A portentous voice-over from star Tom Cruise delivers an exposition-heavy introduction to the earth in ruins after a devastating war. The world’s remaining natural resources are being farmed to equip remaining human with the means of survival up in the stars. Stationed on a floating outpost way up in the clouds, Jack Harper (Cruise) is a maintenance man of sorts, tasked with repairing monitoring drones and protecting them from earthbound marauders.
He and his colleague (Andrea Riseborough) are close to completing their mission, but Harper is reluctant to leave as he still feels a great affinity towards the place, even though his memory has been scrubbed, pre-mission, as a precautionary measure. Rescuing the sole survivor of a crashed spaceship (Olga Kurylenko) Harper is captured by a ragtag bunch of insurgents (led by Morgan Freeman) who offer him the devastating truth behind the planet’s condition.
Ostensibly, Oblivion would appear to stand out from the usual glut of sequels and comic book adaptations being readied for release as an original property (it comes from director Joseph Kosinski’s unproduced graphic novel) but in reality the results are anything but unique, and the film is a highly derivative affair. It’s a composite of dozens of previous works of sci-fi on screen, some inferior, most of them superior. Expect a geek homage-o-meter to crop up online any day soon. That stitched together approach is thematic, although many visual nods creep in over time, none more so obvious than a huge-scale reconfiguration of 2001’s HAL, which unintentionally acts as a fitting reminder that this film can’t match anywhere close to the cerebral musings or emotional weight of that 1968 feature.

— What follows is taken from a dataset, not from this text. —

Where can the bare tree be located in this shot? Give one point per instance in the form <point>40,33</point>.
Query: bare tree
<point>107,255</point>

As always, Cruise shows an unwavering dedication to the role, but the material does little to test his solid abilities as an actor. His young British co-star Riseborough fairs much better, although she’s a little restricted and mostly confined to airborne support. Morgan Freeman crops up doing his usual shtick, but Melissa Leo is fun back at mission control, channelling a chirpy, ‘gee-whiz’ attitude which has a malevolence bubbling underneath.
For all its issues, Oblivion is far from an unmitigated disaster. The world Kosinski has created is at times jaw-dropping, and is both enjoyably sleek and inviting – particularly his fetishised approach to futuristic machinery and highly stylised architectural spaces. Earth resembles the end of Planet of the Apes but on a bigger and more striking scale, with its blanketed ashen and decaying landscape. It’s a shame the lack of originality finally becomes a distraction forty or so minutes in, as the story begins to tail off and that grandiose spectacle which has been carefully and painstakingly crafted simply isn’t enough to stem the overriding sense of déjà vu.